Sleep to educate

22 February 2013 by Luke

##Hypnopaedia

Well, wouldn’t it be good if you could just fall asleep and wake up knowing fluent French, or Spanish? Hypnopaedia is just that, the ability to educate the mind while sleeping. Looking at authors of science fiction such as Aldous Huxley you can see the ‘technofuture utopia’ that we’d all be wondering if one day we ended up in with the ability to educate yourself while you sleep. In the book a Brave New World the ability to educate people’s minds while they sleep is used to condition people into staying within their designated part of society. The main antagonist ends up hanging himself, possibly a sign that maybe this shouldn’t be the way forward with this method of education. The novel, A Clockwork Orange, also sees sleep-learning techniques used upon the main character, however it is to no avail.

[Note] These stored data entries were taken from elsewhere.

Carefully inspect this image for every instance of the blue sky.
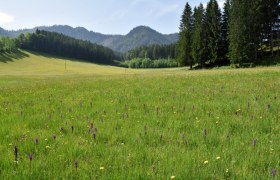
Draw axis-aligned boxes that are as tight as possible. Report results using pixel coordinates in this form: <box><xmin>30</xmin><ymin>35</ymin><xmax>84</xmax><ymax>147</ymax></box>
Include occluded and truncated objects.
<box><xmin>0</xmin><ymin>0</ymin><xmax>225</xmax><ymax>35</ymax></box>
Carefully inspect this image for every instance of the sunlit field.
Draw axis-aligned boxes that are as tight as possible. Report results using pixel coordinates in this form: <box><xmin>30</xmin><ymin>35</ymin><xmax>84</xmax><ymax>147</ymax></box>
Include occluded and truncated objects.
<box><xmin>0</xmin><ymin>52</ymin><xmax>279</xmax><ymax>179</ymax></box>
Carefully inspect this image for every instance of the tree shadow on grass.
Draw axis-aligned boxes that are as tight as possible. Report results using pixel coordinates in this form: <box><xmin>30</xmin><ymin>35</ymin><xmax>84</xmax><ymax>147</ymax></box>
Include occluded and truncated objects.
<box><xmin>0</xmin><ymin>50</ymin><xmax>29</xmax><ymax>63</ymax></box>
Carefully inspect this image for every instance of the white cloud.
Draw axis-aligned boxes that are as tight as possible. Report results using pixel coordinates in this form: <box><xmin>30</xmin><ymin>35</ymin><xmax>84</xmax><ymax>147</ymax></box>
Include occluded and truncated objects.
<box><xmin>0</xmin><ymin>12</ymin><xmax>14</xmax><ymax>25</ymax></box>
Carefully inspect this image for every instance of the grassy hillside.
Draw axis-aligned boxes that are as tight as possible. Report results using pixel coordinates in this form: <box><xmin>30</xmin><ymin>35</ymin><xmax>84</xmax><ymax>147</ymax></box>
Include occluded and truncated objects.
<box><xmin>0</xmin><ymin>52</ymin><xmax>279</xmax><ymax>179</ymax></box>
<box><xmin>0</xmin><ymin>50</ymin><xmax>138</xmax><ymax>76</ymax></box>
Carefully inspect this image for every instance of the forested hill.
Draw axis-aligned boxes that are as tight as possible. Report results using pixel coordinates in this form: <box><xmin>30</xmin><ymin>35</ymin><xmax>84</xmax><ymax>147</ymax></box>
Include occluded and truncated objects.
<box><xmin>0</xmin><ymin>25</ymin><xmax>178</xmax><ymax>53</ymax></box>
<box><xmin>18</xmin><ymin>30</ymin><xmax>116</xmax><ymax>64</ymax></box>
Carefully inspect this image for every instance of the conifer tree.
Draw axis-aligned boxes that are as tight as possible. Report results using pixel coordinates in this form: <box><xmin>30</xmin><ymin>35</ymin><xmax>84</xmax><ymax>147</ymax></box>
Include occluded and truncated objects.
<box><xmin>221</xmin><ymin>0</ymin><xmax>231</xmax><ymax>64</ymax></box>
<box><xmin>205</xmin><ymin>0</ymin><xmax>222</xmax><ymax>65</ymax></box>
<box><xmin>176</xmin><ymin>2</ymin><xmax>193</xmax><ymax>68</ymax></box>
<box><xmin>191</xmin><ymin>4</ymin><xmax>206</xmax><ymax>67</ymax></box>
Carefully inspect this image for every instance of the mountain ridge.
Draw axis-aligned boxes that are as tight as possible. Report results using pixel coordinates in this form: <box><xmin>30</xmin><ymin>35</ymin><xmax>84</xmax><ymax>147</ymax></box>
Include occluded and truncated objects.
<box><xmin>0</xmin><ymin>25</ymin><xmax>178</xmax><ymax>53</ymax></box>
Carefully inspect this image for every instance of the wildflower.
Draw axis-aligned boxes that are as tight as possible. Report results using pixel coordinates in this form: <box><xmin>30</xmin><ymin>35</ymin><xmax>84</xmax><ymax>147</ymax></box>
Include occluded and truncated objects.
<box><xmin>216</xmin><ymin>156</ymin><xmax>220</xmax><ymax>160</ymax></box>
<box><xmin>100</xmin><ymin>167</ymin><xmax>105</xmax><ymax>170</ymax></box>
<box><xmin>272</xmin><ymin>169</ymin><xmax>276</xmax><ymax>177</ymax></box>
<box><xmin>35</xmin><ymin>137</ymin><xmax>39</xmax><ymax>145</ymax></box>
<box><xmin>28</xmin><ymin>154</ymin><xmax>33</xmax><ymax>161</ymax></box>
<box><xmin>74</xmin><ymin>160</ymin><xmax>78</xmax><ymax>171</ymax></box>
<box><xmin>203</xmin><ymin>129</ymin><xmax>207</xmax><ymax>142</ymax></box>
<box><xmin>71</xmin><ymin>125</ymin><xmax>74</xmax><ymax>133</ymax></box>
<box><xmin>204</xmin><ymin>160</ymin><xmax>209</xmax><ymax>164</ymax></box>
<box><xmin>45</xmin><ymin>145</ymin><xmax>50</xmax><ymax>149</ymax></box>
<box><xmin>9</xmin><ymin>143</ymin><xmax>12</xmax><ymax>146</ymax></box>
<box><xmin>92</xmin><ymin>133</ymin><xmax>96</xmax><ymax>139</ymax></box>
<box><xmin>226</xmin><ymin>169</ymin><xmax>229</xmax><ymax>173</ymax></box>
<box><xmin>45</xmin><ymin>138</ymin><xmax>48</xmax><ymax>141</ymax></box>
<box><xmin>53</xmin><ymin>134</ymin><xmax>56</xmax><ymax>140</ymax></box>
<box><xmin>171</xmin><ymin>175</ymin><xmax>176</xmax><ymax>179</ymax></box>
<box><xmin>252</xmin><ymin>139</ymin><xmax>257</xmax><ymax>146</ymax></box>
<box><xmin>14</xmin><ymin>145</ymin><xmax>18</xmax><ymax>162</ymax></box>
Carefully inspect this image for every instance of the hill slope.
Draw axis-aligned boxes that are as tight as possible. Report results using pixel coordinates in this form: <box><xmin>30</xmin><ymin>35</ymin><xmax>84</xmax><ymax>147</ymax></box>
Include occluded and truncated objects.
<box><xmin>0</xmin><ymin>25</ymin><xmax>178</xmax><ymax>53</ymax></box>
<box><xmin>0</xmin><ymin>50</ymin><xmax>134</xmax><ymax>76</ymax></box>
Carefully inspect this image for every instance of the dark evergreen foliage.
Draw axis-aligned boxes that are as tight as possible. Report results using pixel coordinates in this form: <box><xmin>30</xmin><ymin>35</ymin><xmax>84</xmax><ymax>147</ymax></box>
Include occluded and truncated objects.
<box><xmin>191</xmin><ymin>4</ymin><xmax>207</xmax><ymax>67</ymax></box>
<box><xmin>19</xmin><ymin>30</ymin><xmax>117</xmax><ymax>64</ymax></box>
<box><xmin>176</xmin><ymin>2</ymin><xmax>193</xmax><ymax>68</ymax></box>
<box><xmin>177</xmin><ymin>0</ymin><xmax>279</xmax><ymax>68</ymax></box>
<box><xmin>119</xmin><ymin>58</ymin><xmax>178</xmax><ymax>68</ymax></box>
<box><xmin>124</xmin><ymin>44</ymin><xmax>176</xmax><ymax>60</ymax></box>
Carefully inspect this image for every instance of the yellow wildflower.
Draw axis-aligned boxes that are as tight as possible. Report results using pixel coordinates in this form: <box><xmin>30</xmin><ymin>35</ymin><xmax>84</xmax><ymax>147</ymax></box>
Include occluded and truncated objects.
<box><xmin>204</xmin><ymin>160</ymin><xmax>209</xmax><ymax>164</ymax></box>
<box><xmin>171</xmin><ymin>175</ymin><xmax>176</xmax><ymax>179</ymax></box>
<box><xmin>100</xmin><ymin>167</ymin><xmax>105</xmax><ymax>170</ymax></box>
<box><xmin>216</xmin><ymin>156</ymin><xmax>221</xmax><ymax>160</ymax></box>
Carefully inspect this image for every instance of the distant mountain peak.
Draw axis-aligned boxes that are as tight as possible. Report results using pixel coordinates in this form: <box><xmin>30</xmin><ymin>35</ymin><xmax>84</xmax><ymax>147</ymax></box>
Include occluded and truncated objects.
<box><xmin>128</xmin><ymin>26</ymin><xmax>159</xmax><ymax>35</ymax></box>
<box><xmin>0</xmin><ymin>25</ymin><xmax>178</xmax><ymax>53</ymax></box>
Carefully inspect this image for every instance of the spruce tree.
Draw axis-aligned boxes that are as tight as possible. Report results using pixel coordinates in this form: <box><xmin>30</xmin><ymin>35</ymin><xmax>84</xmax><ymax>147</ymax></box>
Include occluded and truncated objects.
<box><xmin>229</xmin><ymin>0</ymin><xmax>256</xmax><ymax>66</ymax></box>
<box><xmin>221</xmin><ymin>0</ymin><xmax>231</xmax><ymax>64</ymax></box>
<box><xmin>191</xmin><ymin>4</ymin><xmax>206</xmax><ymax>67</ymax></box>
<box><xmin>176</xmin><ymin>2</ymin><xmax>193</xmax><ymax>68</ymax></box>
<box><xmin>205</xmin><ymin>0</ymin><xmax>222</xmax><ymax>66</ymax></box>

There was initial optimism about the ability to learn while you sleep and research in 1958 by Dement and Edware Wolpert pointed to external stimuli being able to be interpreted by the mind and incorporated into the dreams of participants, with one subject being squirted with water reported a dream of a leaky roof after being awoken afterwards. Conduit & Coleman in 1998 found that between 10-50% of people report external stimuli being incorporated into their dreams.

While incorporating external stimuli is almost seen as a lower state of function, actually educating the mind during sleep is another layer since the ability to desseminate information to later recall it requires greater mind function. A classic example of incorporating external stimuli within a dream would be where a sleeper hears their alarm in their dreams just before waking. A study by Charles W. Simon and William H. Simmons 1956 found that recalling material when awake was low unless alpha wave activity was observed, which also meant that the subject was going to awaken.

##Pavlov and his dogs

The ability to teach the body to respond to a stimulus can be found from Pavlov’s famous experiment involving dogs, a bell, a bowl of dog food and a lot of dog slobber. Pavlov conditioned the dogs to salivate if he conditioned them to associate a bell with being fed, thus if he rang the bell but didn’t feed them the dogs would still salivate. However this required a positive physiological response from the body which in Pavlov’s case was the food. However in 2012, Anat Arzi of the Weizmann Institute of Science in Israel used classical conditioning to teach fifty five participants to associate odors with sounds as they slept. Anat Arzi is quoted as saying “There will be clear limits on what we can learn in sleep, but I speculate that they will be beyond what we have demonstrated.”

##Directing Dreams

Luke Jerram, a digital artist, has worked on projects involving this ability to enhance and alter the dreams of participants in his installations - a notable installation being Dream Director which aims to raise questions about the rules of interaction and boundaries of science and art. The participants within the installation are allocated sleep pods, each one having specific sounds that are used to try to alter their dreams - during the day the public are invited to log their own dreams or view the logs of the participants dreams. While Jerram aimed to simply mold the dream around an external stimuli in the same fashion as Dement and Edware Wolpert in 1958, we would like to further push them into being able to recall the information that we pass to them during their sleep.